Complexity of divide and conquer algorithm?

[homomorphism]

Let's say I have some algorithm with complexity $$O(n^k)$$ for some constant $$k$$. and let's say it runs in some time $$T$$. Now, I want to implement a divide and conquer approach for this algorithm, by dividing the problem in half each recursion. So basically, the first time i run my algorithm it will run in time $$T$$, the second time it will be $$O(\frac{n^k}{2^k}) + O(\frac{n^k}{2^k})$$ [since I'm running my algorithm on both halves] so the time will be $$\frac{T}{2^k} + \frac{T}{2^k}$$. and then when i run my algorithm again it will be $$O(\frac{n^k}{4^k}) * 4$$. This means the time will be $$4 * \frac{T}{4^k}$$.

So basically, for a worst case scenario, with infinite recursions, I should have some sum,
$$\sum_{i=0}^{\infty} \frac{T}{2^i^{(k-1)}}$$

Where $$T$$ is a constant. does this look about right?

 

[homomorphism]

bump...

 

[D H]

does this look about right?

You are doing several things wrong here. You are assuming that the problem at hand can be partitioned. This is not always the case. You are assuming that partitioning buys something, and this also is not always the case. Even if some problem can be partitioned and the partitioned problem is easier to solve, there is typically a cost involved in reconstructing the solution in terms of the original problem. Finally, you are assuming infinite recursion.

Consider a couple of examples: Multiplying a pair of square matrices and sorting a list.

Using conventional matrix multiplication algorithm to compute the product of a pair of NxN matrices requires N³ multiplications and N³-N² additions; it is an O(n³) operation. Suppose the matrices are of size 2Nx2N. Each matrix can be split into four NxN submatrices. The product of the original matrices can be computed using these submatrices. Since 2x2 matrix multiplication requires 8 multiplications and 4 additions, the partitioned problem involves 8 NxN matrix multiplications and 4 NxN matrix additions, for a total of 8*N³=(2N)³ scalar multiplications and 8*(N³-N²)+4*N²=(2N)³-(2N)² additions. Partitioning doesn't buy a thing here!

There exists a non-conventional technique for multiplying 2x2 matrices that requires but seven multiplications (but at the cost of extra bookkeeping and a lot of extra additions). Partitioning can be of benefit here. Infinite recursion is not possible; A 1x1 matrix cannot be split into smaller parts. For large matrices, this technique can be used to reduce the order from N³ to N^log₂7.

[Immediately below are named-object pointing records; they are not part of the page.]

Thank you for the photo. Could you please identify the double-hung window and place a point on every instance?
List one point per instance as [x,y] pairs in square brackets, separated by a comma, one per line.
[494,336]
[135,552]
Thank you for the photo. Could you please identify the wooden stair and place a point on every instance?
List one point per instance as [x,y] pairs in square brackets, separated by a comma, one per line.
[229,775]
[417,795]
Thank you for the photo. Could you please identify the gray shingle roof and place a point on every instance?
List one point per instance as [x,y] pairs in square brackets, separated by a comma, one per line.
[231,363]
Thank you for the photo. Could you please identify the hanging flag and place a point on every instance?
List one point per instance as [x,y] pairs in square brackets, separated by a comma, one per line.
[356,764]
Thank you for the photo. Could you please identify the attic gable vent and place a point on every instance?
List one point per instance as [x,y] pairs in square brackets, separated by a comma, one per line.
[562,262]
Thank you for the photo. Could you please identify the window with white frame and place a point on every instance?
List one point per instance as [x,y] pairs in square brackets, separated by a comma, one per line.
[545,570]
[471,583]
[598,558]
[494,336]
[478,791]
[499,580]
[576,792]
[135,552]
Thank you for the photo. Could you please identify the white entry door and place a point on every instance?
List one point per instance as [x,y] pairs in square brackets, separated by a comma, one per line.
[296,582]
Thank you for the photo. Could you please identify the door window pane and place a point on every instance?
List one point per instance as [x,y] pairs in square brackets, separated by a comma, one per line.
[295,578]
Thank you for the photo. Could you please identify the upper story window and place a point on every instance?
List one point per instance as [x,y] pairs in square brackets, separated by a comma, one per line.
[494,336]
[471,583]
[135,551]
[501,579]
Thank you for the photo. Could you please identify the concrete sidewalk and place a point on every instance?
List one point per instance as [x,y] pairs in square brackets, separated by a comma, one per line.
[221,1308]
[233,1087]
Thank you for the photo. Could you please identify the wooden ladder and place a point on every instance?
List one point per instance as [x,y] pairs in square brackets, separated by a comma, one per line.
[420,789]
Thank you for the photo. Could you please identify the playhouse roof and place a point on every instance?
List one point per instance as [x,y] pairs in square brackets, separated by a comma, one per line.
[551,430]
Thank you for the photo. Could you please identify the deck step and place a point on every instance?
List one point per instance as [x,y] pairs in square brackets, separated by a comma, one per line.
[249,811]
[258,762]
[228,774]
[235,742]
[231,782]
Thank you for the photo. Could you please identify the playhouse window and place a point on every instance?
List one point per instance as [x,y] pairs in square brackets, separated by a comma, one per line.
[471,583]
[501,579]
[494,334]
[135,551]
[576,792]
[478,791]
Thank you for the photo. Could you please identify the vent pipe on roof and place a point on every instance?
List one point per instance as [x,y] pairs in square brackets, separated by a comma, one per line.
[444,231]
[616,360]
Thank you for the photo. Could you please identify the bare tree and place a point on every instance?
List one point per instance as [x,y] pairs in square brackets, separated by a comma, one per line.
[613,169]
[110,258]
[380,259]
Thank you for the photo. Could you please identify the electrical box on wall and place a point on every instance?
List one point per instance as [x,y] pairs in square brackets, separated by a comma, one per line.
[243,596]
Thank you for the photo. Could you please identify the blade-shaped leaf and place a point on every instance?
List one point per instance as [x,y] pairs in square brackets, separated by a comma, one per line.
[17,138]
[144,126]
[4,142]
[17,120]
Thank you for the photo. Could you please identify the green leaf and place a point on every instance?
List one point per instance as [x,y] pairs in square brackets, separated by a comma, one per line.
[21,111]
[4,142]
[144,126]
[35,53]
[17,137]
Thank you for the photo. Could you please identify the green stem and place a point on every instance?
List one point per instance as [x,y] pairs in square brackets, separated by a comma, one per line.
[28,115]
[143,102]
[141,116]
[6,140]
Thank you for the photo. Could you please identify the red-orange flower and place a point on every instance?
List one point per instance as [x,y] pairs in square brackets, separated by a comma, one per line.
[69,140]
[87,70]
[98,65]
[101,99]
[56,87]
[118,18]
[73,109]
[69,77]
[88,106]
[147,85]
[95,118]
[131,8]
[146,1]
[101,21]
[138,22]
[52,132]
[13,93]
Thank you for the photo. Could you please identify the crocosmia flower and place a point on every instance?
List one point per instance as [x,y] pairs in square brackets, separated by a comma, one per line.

Partitioning is the key tactic needed to make sorting an O(n*log(n)) problem rather than O(n²). However, the partitioning can only be carried so far (you can't split a list of one into parts) and the resulting sorted lists need to be merged.

 

[homomorphism]

yeah, i definitely understand what you're saying. But for example, your matrix multiplication, let's say it runs in some time T. and then you partition it. the time it takes for the computation would be less right? (assuming it can be partitioned, you have a large enough matrix, etc), which is kind of what my formula above is trying to say (though you can modify the bounds of the summation depending on the situation). is this right?

 

[D H]

No. Partitioning the standard matrix multiplication algorithm doesn't buy a thing (the total number of multiplications and additions doesn't change.) In fact, it hurts because it takes time to perform the partitioning, extra time to do the extra bookkeeping the comes with partitioning, and extra time to reconstruct the solution from the partitioned products. Divide and conquer does not always work. Sometimes using divide-and-conquer costs more than just solving the original problem. Matrix multiplication is one case where this occurs. There are many, many others.